Penn Treebank Playground
On this page you can play around with the search tool for the Penn Treebank.
With the 'Filter' field you can search words for words or even specific tree structures. When searching for words you must set the 'Filter application' field to 'Raw text' and enter you words in the 'Filter' field. These can be either single words or entire strings you wish to search for.
When searching for (sub)trees you must set the 'Filter application' field to 'Tree representation'. You can then enter your tree in bracket notation in the 'Filter' field. If you have problems with writing your tree in a bracket notation you should try it with the info you get when clicking the explanation button.
- , (comma): functions as an AND operator. Entering several values separated by commas means you will get all sentences returned that contain all these values.
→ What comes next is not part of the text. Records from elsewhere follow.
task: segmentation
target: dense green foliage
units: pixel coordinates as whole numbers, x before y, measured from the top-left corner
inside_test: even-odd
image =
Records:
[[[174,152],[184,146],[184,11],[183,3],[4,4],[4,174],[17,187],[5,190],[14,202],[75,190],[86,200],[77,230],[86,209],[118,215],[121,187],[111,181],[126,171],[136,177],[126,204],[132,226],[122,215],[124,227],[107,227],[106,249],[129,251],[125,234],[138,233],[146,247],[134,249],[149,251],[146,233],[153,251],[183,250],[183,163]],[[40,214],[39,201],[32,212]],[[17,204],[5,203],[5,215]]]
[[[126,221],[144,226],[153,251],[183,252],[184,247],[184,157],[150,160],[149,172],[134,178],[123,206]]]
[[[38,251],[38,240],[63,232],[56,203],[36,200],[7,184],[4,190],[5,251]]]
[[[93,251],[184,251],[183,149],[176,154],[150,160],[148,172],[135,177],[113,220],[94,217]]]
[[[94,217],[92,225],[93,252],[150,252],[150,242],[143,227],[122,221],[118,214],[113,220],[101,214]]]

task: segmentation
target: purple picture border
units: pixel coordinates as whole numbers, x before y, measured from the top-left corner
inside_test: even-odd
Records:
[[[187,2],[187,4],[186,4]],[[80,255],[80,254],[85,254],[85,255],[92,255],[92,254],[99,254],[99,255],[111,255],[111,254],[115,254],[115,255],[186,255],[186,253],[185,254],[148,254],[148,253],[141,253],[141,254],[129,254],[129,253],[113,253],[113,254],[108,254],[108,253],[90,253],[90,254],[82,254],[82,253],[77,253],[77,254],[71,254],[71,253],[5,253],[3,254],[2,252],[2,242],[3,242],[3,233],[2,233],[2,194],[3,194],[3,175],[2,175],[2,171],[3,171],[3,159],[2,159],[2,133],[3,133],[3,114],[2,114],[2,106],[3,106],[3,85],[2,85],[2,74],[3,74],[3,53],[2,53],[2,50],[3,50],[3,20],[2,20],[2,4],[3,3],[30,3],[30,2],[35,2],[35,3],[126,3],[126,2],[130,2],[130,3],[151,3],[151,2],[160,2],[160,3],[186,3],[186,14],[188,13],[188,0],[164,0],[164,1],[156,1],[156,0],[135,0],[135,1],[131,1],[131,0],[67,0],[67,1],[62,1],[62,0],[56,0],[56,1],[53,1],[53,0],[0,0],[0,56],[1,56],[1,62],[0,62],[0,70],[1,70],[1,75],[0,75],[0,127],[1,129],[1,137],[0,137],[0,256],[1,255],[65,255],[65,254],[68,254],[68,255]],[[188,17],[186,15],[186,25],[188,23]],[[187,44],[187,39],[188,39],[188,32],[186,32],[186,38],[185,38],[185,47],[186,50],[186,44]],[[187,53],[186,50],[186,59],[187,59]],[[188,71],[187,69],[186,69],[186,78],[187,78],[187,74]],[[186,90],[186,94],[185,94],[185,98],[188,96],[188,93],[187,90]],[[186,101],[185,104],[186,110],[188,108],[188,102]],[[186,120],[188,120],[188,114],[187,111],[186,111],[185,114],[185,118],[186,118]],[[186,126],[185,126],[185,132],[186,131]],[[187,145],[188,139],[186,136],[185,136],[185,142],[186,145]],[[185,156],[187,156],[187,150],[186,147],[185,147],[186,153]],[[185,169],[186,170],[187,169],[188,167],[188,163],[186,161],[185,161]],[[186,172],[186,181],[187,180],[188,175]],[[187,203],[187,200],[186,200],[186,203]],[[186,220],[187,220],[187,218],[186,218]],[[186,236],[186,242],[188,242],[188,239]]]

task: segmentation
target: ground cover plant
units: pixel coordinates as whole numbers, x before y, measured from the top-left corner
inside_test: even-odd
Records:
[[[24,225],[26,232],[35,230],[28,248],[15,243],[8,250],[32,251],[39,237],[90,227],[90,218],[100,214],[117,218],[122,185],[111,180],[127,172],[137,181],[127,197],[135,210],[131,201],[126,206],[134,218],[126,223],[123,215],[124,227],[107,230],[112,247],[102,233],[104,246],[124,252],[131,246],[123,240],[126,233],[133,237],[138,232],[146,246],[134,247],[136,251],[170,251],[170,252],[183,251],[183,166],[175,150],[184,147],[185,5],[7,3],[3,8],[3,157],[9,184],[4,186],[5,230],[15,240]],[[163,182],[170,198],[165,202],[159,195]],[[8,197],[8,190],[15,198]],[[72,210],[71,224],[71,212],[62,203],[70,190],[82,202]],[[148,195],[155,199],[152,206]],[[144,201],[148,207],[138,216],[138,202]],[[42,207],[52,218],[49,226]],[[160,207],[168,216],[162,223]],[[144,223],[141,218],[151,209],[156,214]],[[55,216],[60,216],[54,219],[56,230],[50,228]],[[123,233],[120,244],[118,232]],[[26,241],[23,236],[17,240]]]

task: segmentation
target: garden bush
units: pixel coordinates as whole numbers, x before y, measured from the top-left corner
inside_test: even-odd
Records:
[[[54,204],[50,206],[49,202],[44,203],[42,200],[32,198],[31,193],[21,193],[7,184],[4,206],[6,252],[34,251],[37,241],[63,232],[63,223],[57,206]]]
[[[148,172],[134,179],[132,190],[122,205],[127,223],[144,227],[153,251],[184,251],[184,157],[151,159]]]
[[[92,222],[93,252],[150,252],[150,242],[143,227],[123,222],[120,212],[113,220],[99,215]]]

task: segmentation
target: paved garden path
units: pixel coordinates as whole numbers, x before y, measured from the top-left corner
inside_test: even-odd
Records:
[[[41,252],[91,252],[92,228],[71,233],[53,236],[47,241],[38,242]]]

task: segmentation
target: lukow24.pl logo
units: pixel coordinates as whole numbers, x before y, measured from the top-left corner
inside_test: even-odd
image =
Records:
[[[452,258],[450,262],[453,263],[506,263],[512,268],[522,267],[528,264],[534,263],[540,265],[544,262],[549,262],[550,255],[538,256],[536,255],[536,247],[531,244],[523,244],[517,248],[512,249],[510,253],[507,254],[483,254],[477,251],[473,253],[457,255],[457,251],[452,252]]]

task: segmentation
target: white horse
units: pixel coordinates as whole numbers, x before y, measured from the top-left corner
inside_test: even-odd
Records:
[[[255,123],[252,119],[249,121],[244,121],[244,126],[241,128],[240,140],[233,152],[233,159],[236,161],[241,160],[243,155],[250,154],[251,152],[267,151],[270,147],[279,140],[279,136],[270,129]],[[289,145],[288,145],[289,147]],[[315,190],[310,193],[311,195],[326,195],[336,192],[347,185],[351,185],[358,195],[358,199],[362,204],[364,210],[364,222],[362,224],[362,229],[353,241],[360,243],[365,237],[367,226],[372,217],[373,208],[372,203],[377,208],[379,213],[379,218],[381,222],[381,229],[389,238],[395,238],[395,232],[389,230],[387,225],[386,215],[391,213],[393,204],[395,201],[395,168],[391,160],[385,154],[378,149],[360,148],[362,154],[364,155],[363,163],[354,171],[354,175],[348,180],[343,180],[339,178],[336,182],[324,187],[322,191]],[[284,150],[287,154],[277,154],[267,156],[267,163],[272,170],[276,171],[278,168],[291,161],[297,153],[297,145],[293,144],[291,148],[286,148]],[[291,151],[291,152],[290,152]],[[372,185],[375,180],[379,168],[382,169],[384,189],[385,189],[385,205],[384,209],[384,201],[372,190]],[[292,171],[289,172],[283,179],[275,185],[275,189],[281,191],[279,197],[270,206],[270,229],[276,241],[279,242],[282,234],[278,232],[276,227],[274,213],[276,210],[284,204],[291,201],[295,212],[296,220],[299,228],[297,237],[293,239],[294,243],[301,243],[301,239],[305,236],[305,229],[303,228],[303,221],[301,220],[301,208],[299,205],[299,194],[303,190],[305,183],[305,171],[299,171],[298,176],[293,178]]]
- | (bar): functions as an OR operator. Entering several values separated by bars means you will get all sentences returned that contain either of these values.
- * (star): functions as a wildcard or placeholder. Entering a word with the star attached means you will get all sentences returned containing words that start with the string before the star. For instance, entering 'man*' will not only give you all sentences containing 'man', but also all sentences containg 'many', 'manner', etc. You may also use the star as a placeholder for any (single) word (or category in a tree structure). For instance, try entering the structure (NP (NP (DT *) (NN *)) and see what sentences it returns. Note that one closing bracket to the right is missing on purpose. This leaves the structure open to the right, allowing it to match to any right hand daughter of the top NP.
- - (minus): functions as a negative operator. Entering a word or tag with a minus attached to it's front will specifically not show up in the sentences that are returned. For instance, entering 'man, -woman' will return all sentences containing the word man but lacking the word woman.
Note that you may also combine the use of both the word and categorial search in one query.